The dialogue between Lord Krishna and warrior Arjuna has been translated numerous times in English. This time, an Englishman, a Hindu studies scholar, and an American, a well-known poet, have successfully joined hands to interpret the Sanskrit text into an easy-to-understand narrative epic. All 18 chapters dealing with life, death, soul, duty and morality are a delight to read. Flood and Martin have also devoted a 28-page intro to the significance of the Bhagavad Gita in the “Mahabharata.” We finished reading the book within a few hours. So will you.

How to Get Filthy Rich in Rising Asia” (228 pages, $26.95) by Mohsin Hamid; published by Riverhead Books (www.riverheadbooks.com)
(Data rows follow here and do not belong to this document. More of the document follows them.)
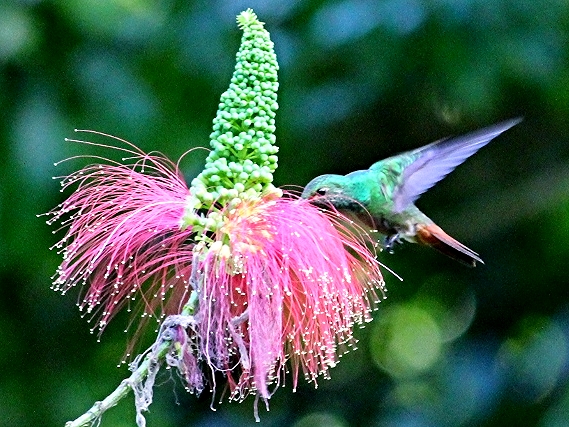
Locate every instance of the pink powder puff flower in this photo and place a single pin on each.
(282, 282)
(279, 282)
(124, 240)
(246, 282)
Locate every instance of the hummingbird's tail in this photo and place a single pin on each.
(434, 236)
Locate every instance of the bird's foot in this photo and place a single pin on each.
(390, 241)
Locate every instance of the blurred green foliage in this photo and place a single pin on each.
(360, 80)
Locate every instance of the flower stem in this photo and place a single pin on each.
(137, 377)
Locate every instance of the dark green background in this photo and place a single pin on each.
(360, 80)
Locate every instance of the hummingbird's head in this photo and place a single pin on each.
(326, 190)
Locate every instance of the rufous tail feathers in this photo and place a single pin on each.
(434, 236)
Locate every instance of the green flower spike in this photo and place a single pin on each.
(243, 157)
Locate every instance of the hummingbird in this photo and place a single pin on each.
(383, 196)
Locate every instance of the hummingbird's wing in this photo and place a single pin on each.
(435, 161)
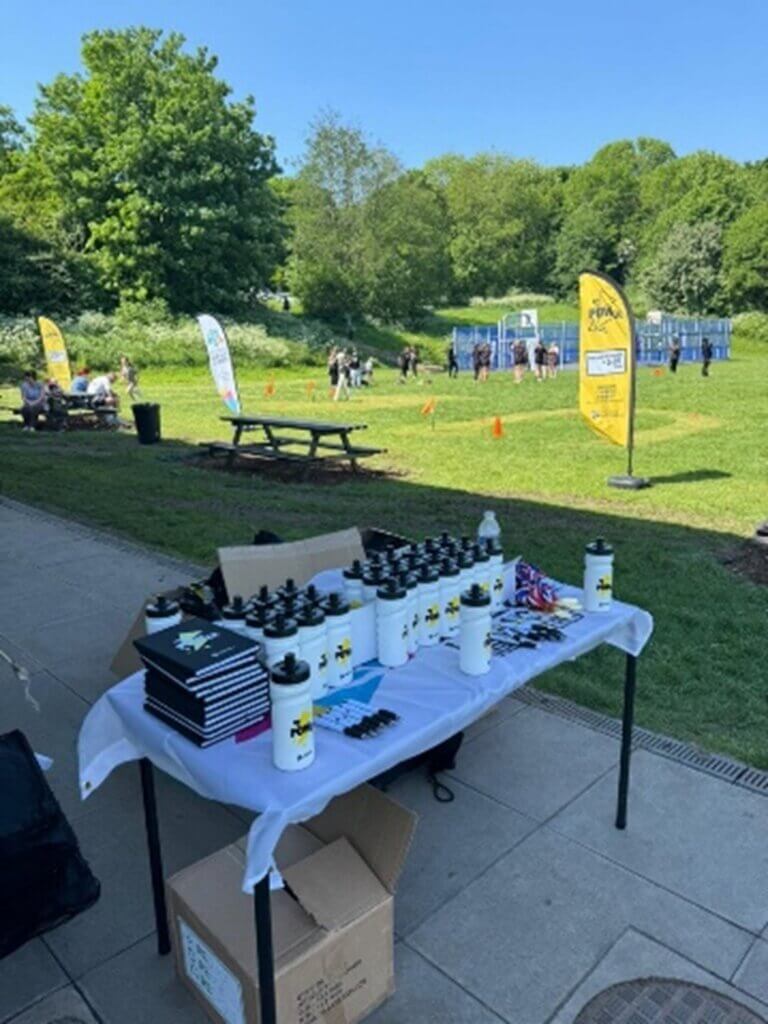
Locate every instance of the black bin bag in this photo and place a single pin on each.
(44, 879)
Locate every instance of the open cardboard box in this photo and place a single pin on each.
(248, 567)
(333, 943)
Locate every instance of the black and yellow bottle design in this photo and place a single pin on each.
(343, 653)
(301, 728)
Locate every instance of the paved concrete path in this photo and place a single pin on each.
(520, 901)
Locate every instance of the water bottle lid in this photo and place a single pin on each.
(354, 571)
(392, 590)
(599, 547)
(335, 605)
(237, 609)
(480, 552)
(475, 597)
(374, 576)
(280, 627)
(162, 607)
(408, 580)
(290, 672)
(310, 614)
(427, 572)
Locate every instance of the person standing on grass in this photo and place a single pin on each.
(403, 361)
(342, 376)
(540, 359)
(553, 359)
(453, 363)
(333, 369)
(707, 353)
(520, 359)
(674, 354)
(129, 376)
(33, 400)
(415, 360)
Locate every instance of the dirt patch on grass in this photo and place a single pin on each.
(750, 560)
(288, 472)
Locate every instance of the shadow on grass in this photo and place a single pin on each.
(702, 677)
(692, 476)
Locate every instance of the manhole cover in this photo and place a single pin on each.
(657, 1000)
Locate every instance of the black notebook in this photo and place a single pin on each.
(195, 650)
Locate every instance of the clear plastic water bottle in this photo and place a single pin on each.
(489, 528)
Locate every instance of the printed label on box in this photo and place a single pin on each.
(214, 980)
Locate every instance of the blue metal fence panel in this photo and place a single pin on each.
(653, 340)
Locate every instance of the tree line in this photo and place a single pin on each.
(141, 179)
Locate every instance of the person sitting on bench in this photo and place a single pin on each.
(33, 399)
(80, 381)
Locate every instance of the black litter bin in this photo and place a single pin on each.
(146, 418)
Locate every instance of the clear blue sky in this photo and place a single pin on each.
(549, 79)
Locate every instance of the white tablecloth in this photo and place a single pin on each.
(433, 698)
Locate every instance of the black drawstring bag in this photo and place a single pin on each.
(44, 879)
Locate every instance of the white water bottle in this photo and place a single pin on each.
(313, 646)
(353, 584)
(411, 583)
(482, 567)
(162, 613)
(474, 632)
(598, 577)
(429, 606)
(293, 732)
(391, 624)
(488, 528)
(339, 624)
(281, 638)
(450, 598)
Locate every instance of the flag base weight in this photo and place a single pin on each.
(629, 482)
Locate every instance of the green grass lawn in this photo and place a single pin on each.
(704, 677)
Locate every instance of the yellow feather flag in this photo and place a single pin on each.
(56, 358)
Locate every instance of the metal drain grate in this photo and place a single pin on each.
(713, 764)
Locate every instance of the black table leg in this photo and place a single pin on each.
(156, 857)
(264, 951)
(630, 679)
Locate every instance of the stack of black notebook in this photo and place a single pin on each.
(203, 680)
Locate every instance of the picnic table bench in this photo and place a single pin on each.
(279, 435)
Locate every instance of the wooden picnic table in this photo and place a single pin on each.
(281, 435)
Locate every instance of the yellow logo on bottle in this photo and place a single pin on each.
(302, 728)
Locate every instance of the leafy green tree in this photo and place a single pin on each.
(702, 187)
(159, 173)
(685, 275)
(601, 202)
(504, 215)
(339, 172)
(404, 249)
(745, 259)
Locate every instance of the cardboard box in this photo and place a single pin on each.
(246, 568)
(333, 944)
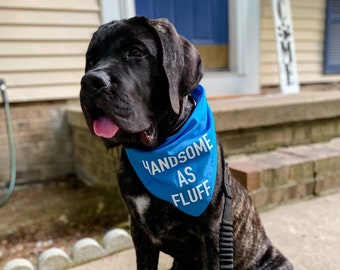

His previous book “The Reluctant Fundamentalist” was an instant bestseller. It also was made into a film by Mira Nair. Now, Hamid has another smash hit on his hands. And before you rush to buy the book to get super wealthy yourself, don’t let the title deceive you. This is the story of two people in love, sort of, but disguised as a self-help guide. It relates the story of a man’s rise from rural poverty to massive wealth as he makes several sacrifices along the way. He builds his empire somewhere in contemporary Asia on one of the increasingly scarcer commodities: water. As we trace his growth, we simultaneously follow the girl of his dreams pursue her own dreams and then perish. This is brilliant, genre-bending work by a remarkable master storyteller.